Menurutnya, transparansi bukan berarti mempersoalkan bantuan atau menghambat program pemerintah. Sebaliknya, keterbukaan diperlukan untuk memastikan bantuan benar-benar diterima oleh kelompok yang membutuhkan dan digunakan sesuai peruntukannya.
GOW-BANTEN juga meminta Dinas Pertanian Kabupaten Pandeglang menjelaskan secara rinci mekanisme pengajuan bantuan TR2, mulai dari usulan kelompok tani, verifikasi administrasi dan lapangan, penilaian kebutuhan, hingga proses penetapan penerima.
«“Kami tidak sedang menuduh siapa pun. Kami sedang meminta penjelasan atas pertanyaan yang muncul di tengah masyarakat. Kalau mekanismenya benar dan transparan, silakan dibuka dan dijelaskan. Kalau ada kekeliruan administrasi atau proses yang perlu diperbaiki, itu juga harus menjadi bahan evaluasi,” tegasnya.»

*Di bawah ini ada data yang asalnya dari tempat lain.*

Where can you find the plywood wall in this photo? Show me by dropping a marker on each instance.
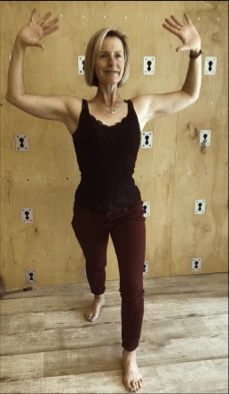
(171, 175)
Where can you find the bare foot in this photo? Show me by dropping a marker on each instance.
(132, 378)
(92, 313)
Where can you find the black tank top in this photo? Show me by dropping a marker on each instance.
(106, 156)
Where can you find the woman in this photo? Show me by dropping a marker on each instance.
(106, 135)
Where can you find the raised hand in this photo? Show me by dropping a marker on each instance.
(187, 34)
(33, 32)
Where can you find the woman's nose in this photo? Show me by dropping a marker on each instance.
(111, 61)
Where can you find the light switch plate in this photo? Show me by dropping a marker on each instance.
(149, 65)
(205, 137)
(200, 207)
(146, 139)
(210, 65)
(21, 141)
(81, 60)
(146, 206)
(196, 264)
(146, 268)
(31, 276)
(26, 215)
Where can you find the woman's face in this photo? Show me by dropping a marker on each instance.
(109, 65)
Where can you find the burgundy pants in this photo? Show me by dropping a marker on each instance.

Raeynold juga menilai fungsi pengawasan DPRD tidak hanya berhenti pada apresiasi terhadap output program, tetapi juga penting memastikan proses pelaksanaan program berjalan sesuai ketentuan dan prinsip akuntabilitas.
«“Kami menghormati pernyataan Komisi II DPRD. Tetapi menurut kami, apresiasi terhadap penyaluran bantuan harus berjalan beriringan dengan pengawasan. Jangan hanya menghitung 100 unit sudah disalurkan, tetapi proses penentuan 100 penerimanya juga harus jelas,” katanya.»
GOW-BANTEN, lanjut Raeynold, akan terus melakukan kontrol sosial dengan tetap memberikan ruang kepada Dinas Pertanian maupun pihak terkait untuk memberikan klarifikasi.
«“Kami memberikan kesempatan kepada Dinas Pertanian untuk menjelaskan secara terbuka. Jangan sampai pertanyaan Poktan berkembang menjadi polemik karena tidak segera dijawab. Publik membutuhkan kejelasan, bukan sekadar pernyataan bahwa bantuan sudah disalurkan,” pungkas Raeynold.»
GOW-BANTEN menegaskan, substansi persoalan bukan pada keberadaan bantuan alsintan, melainkan pada transparansi mekanisme pengajuan, verifikasi, penetapan, serta pengawasan penggunaannya.